The Privy Council held that it is good practice for an applicant challenging an arbitration award under s.90 to set out in its notice of motion, or other originating document, both (i) the listed irregularity in s.90 relied upon and the grounds for contending that there has been such an irregularity; and (ii) that the irregularity has caused or will cause substantial injustice and any written evidence relied upon should be provided at the same time. The Privy Council held that it is also good practice for the judge determining the s.90 application to deal expressly and separately with each of the elements of what constitutes a serious irregularity. However this is good practice, the Privy Council said, and is not a mandatory requirement of s.90, such that an application would fail if such practice is not followed. It is sufficient that, as a matter of substance, substantial injustice be established and found.

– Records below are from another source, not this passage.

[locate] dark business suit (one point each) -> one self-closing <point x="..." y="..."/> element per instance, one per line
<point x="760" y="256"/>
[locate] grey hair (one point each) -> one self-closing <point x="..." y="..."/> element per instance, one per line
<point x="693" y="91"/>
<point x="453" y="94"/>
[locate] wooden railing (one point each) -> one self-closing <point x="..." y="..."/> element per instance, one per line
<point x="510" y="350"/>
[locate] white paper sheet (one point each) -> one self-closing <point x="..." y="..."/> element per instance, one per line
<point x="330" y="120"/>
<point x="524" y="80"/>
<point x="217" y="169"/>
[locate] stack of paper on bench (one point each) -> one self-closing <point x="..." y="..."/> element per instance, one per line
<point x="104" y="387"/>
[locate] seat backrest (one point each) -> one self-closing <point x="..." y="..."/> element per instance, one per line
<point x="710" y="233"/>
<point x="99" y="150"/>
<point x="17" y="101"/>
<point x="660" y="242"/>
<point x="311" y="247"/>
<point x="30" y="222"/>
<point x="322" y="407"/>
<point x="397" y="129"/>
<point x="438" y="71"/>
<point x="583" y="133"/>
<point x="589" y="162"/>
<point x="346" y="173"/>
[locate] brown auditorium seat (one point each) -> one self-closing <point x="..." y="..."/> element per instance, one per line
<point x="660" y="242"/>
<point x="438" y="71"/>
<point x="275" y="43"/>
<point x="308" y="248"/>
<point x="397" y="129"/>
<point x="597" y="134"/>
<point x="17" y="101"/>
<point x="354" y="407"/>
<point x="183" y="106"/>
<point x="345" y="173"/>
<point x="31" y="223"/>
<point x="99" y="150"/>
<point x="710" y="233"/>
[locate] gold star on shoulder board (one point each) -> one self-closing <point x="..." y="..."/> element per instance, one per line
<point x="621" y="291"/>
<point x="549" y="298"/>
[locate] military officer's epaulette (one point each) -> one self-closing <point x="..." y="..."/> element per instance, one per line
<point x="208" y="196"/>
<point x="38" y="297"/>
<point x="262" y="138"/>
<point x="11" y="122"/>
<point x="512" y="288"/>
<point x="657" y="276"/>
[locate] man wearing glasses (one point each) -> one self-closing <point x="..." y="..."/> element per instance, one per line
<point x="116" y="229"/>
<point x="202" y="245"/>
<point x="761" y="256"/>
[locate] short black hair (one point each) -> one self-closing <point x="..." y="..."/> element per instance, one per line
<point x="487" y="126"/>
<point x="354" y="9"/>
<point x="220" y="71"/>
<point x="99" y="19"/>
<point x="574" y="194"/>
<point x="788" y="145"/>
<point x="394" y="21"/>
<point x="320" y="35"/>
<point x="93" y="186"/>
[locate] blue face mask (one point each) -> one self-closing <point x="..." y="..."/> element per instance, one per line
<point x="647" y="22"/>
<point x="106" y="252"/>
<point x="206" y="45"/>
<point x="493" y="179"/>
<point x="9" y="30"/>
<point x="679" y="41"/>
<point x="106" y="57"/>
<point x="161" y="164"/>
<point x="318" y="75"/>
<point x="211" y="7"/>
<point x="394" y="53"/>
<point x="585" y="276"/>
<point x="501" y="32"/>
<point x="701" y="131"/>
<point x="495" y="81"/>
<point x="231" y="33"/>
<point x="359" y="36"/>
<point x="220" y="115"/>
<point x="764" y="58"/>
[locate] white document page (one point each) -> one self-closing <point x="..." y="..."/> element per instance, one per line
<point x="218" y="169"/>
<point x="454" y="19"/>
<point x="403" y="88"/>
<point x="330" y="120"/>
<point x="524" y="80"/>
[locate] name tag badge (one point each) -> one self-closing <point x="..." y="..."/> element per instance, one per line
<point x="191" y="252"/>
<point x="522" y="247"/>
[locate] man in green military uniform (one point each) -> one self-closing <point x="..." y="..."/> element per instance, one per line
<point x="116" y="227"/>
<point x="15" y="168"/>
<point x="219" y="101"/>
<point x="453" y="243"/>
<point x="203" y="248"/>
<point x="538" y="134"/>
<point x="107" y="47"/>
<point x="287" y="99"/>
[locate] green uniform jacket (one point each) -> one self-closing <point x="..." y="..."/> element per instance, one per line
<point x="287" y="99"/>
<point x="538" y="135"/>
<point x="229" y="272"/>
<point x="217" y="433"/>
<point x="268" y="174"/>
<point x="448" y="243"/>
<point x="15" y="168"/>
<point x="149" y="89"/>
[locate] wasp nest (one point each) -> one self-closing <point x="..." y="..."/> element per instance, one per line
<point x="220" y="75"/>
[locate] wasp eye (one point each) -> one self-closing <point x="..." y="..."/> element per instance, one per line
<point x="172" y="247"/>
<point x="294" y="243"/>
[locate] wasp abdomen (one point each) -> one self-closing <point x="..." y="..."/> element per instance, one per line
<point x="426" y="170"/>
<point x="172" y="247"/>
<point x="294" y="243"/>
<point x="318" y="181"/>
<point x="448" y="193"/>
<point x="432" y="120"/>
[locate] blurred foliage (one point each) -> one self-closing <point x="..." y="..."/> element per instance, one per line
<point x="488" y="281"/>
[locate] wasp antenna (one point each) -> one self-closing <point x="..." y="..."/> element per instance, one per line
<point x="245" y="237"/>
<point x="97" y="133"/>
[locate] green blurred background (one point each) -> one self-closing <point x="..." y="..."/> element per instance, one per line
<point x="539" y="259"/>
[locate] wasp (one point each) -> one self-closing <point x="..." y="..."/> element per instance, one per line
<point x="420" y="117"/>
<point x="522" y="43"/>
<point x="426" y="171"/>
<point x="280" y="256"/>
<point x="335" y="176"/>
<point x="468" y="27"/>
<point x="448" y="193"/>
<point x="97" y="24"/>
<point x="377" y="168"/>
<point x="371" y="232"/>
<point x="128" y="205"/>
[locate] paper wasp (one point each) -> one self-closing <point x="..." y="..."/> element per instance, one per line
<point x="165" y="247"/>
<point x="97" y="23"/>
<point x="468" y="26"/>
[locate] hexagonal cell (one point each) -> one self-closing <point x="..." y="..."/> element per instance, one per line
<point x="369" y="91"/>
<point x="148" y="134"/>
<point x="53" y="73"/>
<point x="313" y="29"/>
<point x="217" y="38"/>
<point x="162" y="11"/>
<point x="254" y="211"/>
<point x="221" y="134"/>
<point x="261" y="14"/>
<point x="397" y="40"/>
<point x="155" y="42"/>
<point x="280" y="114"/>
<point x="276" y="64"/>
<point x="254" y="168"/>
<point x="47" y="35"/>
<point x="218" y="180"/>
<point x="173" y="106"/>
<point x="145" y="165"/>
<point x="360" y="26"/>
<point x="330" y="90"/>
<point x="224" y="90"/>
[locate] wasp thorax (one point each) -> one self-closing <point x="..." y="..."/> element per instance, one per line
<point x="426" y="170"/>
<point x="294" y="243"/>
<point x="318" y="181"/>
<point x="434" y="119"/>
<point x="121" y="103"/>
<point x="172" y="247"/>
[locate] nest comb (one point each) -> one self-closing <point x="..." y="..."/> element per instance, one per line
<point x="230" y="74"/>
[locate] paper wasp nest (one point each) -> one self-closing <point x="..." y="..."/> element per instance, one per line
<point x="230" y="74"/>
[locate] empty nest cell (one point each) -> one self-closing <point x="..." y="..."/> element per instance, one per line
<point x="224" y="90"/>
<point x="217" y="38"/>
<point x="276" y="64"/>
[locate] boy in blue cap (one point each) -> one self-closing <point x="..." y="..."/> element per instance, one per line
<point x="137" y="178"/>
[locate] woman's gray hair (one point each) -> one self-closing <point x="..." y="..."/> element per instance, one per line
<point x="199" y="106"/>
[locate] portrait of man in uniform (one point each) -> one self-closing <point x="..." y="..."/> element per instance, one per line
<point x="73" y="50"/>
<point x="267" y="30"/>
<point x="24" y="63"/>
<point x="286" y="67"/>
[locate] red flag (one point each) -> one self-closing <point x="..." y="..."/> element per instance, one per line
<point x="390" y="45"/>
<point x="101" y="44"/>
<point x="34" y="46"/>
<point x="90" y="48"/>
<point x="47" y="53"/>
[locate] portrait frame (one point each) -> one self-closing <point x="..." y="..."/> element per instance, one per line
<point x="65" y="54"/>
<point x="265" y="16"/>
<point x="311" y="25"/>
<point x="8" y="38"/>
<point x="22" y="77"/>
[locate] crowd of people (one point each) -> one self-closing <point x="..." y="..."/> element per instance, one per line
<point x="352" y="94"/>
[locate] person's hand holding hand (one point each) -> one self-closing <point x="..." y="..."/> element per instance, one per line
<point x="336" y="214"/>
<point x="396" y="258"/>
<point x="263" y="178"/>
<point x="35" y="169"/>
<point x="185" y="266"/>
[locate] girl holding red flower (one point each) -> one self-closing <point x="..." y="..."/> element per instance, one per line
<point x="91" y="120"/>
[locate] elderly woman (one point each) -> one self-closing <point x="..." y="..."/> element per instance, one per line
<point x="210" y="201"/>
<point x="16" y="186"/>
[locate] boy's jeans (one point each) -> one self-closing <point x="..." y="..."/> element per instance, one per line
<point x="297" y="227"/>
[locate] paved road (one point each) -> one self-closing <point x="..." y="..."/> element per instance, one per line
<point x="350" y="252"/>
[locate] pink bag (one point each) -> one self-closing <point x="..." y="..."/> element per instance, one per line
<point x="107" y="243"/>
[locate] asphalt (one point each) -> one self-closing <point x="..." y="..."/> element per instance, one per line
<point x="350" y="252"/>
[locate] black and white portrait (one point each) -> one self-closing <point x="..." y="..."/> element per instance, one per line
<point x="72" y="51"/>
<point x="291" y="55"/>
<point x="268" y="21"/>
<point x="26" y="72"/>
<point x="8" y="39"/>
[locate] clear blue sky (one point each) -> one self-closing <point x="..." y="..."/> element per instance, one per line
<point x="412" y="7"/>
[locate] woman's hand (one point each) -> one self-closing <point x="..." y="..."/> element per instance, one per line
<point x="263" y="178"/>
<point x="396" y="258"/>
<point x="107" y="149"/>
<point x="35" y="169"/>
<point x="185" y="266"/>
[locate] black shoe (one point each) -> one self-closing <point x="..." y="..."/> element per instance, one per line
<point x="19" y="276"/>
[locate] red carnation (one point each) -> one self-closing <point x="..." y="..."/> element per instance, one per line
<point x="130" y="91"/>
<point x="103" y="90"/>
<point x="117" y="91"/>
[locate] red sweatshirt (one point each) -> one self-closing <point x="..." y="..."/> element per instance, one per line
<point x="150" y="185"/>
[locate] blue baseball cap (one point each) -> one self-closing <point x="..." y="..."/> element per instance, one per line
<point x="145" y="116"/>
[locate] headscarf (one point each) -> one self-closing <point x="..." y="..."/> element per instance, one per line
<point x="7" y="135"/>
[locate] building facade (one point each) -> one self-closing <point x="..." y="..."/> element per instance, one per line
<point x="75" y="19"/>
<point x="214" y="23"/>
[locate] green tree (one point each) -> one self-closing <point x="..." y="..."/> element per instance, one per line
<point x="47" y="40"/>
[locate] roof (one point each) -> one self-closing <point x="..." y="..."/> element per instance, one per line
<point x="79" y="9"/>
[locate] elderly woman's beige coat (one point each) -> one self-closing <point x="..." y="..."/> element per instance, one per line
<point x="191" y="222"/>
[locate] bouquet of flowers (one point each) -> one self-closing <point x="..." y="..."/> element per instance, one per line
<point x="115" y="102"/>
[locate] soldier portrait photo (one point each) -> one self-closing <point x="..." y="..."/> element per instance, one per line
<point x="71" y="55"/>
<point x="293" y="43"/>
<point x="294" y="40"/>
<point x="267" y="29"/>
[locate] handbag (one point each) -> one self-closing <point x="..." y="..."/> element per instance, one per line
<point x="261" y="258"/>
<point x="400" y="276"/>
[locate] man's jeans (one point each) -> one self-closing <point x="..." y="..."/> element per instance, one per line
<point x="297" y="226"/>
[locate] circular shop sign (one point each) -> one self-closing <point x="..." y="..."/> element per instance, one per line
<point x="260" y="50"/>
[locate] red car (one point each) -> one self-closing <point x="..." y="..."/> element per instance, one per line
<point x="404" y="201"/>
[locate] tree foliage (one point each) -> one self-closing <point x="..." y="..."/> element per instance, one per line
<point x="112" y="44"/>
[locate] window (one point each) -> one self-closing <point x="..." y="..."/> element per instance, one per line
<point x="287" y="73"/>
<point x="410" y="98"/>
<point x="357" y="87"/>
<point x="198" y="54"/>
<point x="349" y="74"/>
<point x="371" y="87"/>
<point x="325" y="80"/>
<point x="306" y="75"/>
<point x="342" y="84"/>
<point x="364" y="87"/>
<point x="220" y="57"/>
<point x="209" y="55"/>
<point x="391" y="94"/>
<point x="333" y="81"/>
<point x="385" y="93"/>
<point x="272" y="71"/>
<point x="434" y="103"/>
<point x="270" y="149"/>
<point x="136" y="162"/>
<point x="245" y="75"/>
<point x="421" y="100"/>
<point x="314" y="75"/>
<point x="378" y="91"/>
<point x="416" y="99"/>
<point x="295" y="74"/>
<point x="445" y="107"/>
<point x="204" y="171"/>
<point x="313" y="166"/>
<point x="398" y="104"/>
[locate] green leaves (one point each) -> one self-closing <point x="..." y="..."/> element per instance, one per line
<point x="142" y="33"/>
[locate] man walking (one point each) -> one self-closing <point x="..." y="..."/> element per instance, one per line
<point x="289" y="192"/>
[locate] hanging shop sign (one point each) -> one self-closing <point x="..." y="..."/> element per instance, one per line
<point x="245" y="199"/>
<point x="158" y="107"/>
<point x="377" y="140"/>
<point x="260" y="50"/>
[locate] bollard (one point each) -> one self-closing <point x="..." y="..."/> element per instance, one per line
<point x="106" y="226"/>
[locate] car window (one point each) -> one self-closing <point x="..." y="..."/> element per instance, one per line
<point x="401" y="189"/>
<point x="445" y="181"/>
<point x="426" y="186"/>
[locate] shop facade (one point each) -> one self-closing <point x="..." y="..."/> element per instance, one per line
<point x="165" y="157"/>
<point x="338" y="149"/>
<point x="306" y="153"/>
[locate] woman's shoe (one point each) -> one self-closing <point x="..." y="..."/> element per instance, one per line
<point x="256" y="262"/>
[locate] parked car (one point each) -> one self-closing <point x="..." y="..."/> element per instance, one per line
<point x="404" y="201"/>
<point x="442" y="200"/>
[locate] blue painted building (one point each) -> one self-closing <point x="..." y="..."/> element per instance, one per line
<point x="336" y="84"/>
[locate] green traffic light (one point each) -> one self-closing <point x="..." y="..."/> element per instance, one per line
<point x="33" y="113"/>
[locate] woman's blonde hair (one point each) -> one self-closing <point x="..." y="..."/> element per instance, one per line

In this case, the Privy Council was satisfied that as a matter of substance, substantial injustice had been both established and found and it did not make any difference that there had not been an express and separate allegation, consideration and finding of substantial injustice. In this context, it said, substance is more important than form and undue formalism should not be required.
Comments
The above ruling of the Privy Council may be useful in challenging an arbitral award on the ground of serious irregularity under Schedule 2 of the Arbitration Ordinance. However, it should be noted that Schedule 2 is only applicable if it has been opted into by the parties when entering into the arbitration agreement.